The criteria after this 2023 election will change to the previous settings of three years for New Zealand citizens and 12 months for New Zealand permanent residents.
In 1965, when the Cook Islands’ constitution and electoral laws were drafted, external voting was considered, but it was not considered an issue for those Cook Islanders who lived abroad, mainly in New Zealand, as the Cook Islands position remains that those who have gone away should not interfere in what goes on at home. This position remains strongly held in the Cook Islands to this day, and it clearly states that you have no say in the affairs of the Cook Islands if you do not live here, do not qualify to vote or be a part of the democratic process, and have not resided here for a minimum of three consecutive months.
But this was not always the case and whether by political persuasion or pragmatism, overseas voting has left an indelible imprint on the politics of the Cook Islands, be it fly in voters in the 1970s, an elected Member of Parliament in the 1990s and overseas voting up until 1998.
My question is, simply this – Is it time to review that position and if so, what could that look like, and if not, why not.

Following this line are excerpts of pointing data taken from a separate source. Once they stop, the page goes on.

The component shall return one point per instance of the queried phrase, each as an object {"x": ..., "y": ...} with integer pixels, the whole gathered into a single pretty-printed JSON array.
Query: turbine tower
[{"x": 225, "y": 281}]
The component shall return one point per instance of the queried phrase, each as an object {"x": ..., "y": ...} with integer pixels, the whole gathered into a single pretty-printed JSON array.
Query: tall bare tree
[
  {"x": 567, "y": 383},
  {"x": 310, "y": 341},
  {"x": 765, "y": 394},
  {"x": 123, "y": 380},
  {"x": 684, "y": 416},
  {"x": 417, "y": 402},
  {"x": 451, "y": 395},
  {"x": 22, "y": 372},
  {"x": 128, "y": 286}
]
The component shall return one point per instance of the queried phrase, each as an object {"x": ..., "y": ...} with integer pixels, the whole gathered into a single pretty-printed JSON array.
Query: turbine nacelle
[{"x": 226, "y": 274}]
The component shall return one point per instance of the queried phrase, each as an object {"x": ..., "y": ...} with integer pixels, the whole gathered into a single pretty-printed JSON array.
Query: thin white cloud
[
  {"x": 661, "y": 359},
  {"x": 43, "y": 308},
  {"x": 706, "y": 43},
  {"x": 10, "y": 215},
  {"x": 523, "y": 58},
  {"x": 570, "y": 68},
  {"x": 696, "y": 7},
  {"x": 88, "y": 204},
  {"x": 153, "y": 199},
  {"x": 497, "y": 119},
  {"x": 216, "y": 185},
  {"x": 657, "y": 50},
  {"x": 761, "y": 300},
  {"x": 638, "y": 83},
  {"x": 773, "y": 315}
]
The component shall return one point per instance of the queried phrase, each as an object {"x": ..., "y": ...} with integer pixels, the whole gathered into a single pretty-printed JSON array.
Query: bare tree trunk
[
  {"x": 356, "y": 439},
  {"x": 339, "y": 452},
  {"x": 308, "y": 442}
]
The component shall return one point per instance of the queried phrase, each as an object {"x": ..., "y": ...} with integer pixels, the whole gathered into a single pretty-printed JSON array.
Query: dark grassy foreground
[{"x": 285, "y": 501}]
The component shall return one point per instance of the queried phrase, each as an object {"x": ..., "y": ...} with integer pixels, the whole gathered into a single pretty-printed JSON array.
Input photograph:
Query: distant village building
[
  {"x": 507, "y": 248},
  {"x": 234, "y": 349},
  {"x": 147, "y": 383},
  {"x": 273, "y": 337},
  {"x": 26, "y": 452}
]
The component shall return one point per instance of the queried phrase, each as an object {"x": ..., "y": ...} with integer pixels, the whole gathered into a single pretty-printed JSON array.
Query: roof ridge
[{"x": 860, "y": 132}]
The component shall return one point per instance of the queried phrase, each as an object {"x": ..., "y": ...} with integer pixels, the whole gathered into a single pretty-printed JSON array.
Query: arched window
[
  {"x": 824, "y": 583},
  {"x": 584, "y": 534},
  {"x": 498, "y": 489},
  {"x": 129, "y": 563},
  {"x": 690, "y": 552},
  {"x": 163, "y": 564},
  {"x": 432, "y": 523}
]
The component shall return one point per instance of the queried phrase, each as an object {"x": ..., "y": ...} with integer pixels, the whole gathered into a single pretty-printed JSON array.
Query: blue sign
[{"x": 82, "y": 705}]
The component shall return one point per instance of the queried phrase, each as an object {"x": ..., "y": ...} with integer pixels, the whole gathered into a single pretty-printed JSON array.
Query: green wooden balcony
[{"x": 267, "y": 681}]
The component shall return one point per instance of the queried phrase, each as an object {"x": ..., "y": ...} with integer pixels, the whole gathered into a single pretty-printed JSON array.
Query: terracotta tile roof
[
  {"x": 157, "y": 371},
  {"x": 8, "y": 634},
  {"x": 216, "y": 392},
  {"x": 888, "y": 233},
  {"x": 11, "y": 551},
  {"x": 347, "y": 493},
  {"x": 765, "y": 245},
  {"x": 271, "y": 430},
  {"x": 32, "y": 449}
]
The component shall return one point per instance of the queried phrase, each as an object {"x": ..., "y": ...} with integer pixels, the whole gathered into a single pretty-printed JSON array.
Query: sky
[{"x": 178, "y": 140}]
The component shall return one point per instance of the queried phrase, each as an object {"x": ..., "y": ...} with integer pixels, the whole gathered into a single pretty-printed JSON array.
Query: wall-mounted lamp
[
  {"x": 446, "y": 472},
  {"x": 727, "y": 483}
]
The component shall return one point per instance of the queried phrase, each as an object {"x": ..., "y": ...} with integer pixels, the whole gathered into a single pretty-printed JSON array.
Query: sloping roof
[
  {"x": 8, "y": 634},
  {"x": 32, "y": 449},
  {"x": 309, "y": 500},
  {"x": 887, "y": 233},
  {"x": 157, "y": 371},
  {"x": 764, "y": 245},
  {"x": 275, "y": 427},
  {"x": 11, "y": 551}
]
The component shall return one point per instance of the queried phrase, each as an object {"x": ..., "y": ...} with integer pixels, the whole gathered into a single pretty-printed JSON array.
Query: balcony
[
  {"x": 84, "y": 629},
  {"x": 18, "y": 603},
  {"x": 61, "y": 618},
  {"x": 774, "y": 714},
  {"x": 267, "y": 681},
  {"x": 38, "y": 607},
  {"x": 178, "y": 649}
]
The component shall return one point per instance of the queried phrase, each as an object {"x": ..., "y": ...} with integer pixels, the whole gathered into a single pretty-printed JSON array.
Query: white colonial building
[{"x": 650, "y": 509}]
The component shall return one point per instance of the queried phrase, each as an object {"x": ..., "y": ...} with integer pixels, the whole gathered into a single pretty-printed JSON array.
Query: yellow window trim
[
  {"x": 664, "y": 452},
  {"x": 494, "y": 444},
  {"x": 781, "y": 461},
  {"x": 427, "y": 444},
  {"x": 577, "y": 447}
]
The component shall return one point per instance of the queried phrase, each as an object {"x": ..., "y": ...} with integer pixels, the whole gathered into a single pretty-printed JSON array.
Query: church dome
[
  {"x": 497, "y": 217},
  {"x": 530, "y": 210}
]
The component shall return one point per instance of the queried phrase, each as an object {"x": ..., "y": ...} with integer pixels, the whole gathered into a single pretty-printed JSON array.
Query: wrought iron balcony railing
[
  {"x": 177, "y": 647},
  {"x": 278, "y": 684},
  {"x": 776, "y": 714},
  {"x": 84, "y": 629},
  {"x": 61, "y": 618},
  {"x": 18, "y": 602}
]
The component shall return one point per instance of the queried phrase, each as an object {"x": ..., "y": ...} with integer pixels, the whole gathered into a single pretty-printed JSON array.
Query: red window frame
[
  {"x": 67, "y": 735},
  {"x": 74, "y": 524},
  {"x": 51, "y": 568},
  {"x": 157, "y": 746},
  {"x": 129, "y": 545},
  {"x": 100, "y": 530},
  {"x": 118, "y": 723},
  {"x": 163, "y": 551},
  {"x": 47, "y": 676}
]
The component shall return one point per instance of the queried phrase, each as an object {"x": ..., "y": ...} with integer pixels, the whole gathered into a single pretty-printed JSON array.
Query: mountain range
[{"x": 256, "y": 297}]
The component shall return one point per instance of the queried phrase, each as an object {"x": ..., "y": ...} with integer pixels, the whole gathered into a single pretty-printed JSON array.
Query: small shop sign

Because be it the legislated requirement of a residency stamp to ensure right of entry, the right to own land, the right to reside, should that not also, with a set of agreed requirements, that do not adversely discriminate, and give all qualified Cook Islanders the opportunity to also vote?
Especially as we enjoy the duality of citizenship and duality of rights of access to two countries, health system, education, and travel, yet only one, allows us the full rights of citizens and that is at its core to vote and be a part of the democratic process.
Looking back, the Cook Islands electoral system had provision for an external seat from 1981 until 2003, and an overseas member was elected at General Elections in 1983, 1989, 1994 and 1999.
In 1998, the Commission of Political Review recommended several changes to the Cook Islands constitution, including reducing the number of parliamentary seats to 17 – that did not include an overseas seat.
At the General Elections in 1999, three of the four political parties fielded candidates for the overseas seat, although an inquiry at the time suggested that the overseas seat cost the Cook Islands public too much with many then wanting it removed.
In 2003, some 2000 voters signed a petition calling not only for abolition of the overseas seat but also for a reduction in the parliamentary term from five years to three, a reduction in the number of MPs and funding for ministerial support.
When the legislature voted in 2003 on whether to abolish the overseas seat, even its incumbent, Dr Joe Williams, agreed to its removal.
Twenty three years on, I raise the question again, for the more than 130,000 off shore, be it our sons and daughters for rugby, league or sports teams, coaching staff, for the Rugby League Aitu taking the field this weekend, millions for halls, churches, and monuments, many will never see or sit under, or the countless tere parties that come through for fundraisers back home, the connection to home runs deep, but not deep enough for many to then ask for the opportunity to vote, or to just broaden the criteria, because the answer from home is a definite no. In that respect you are not a Cook Islander.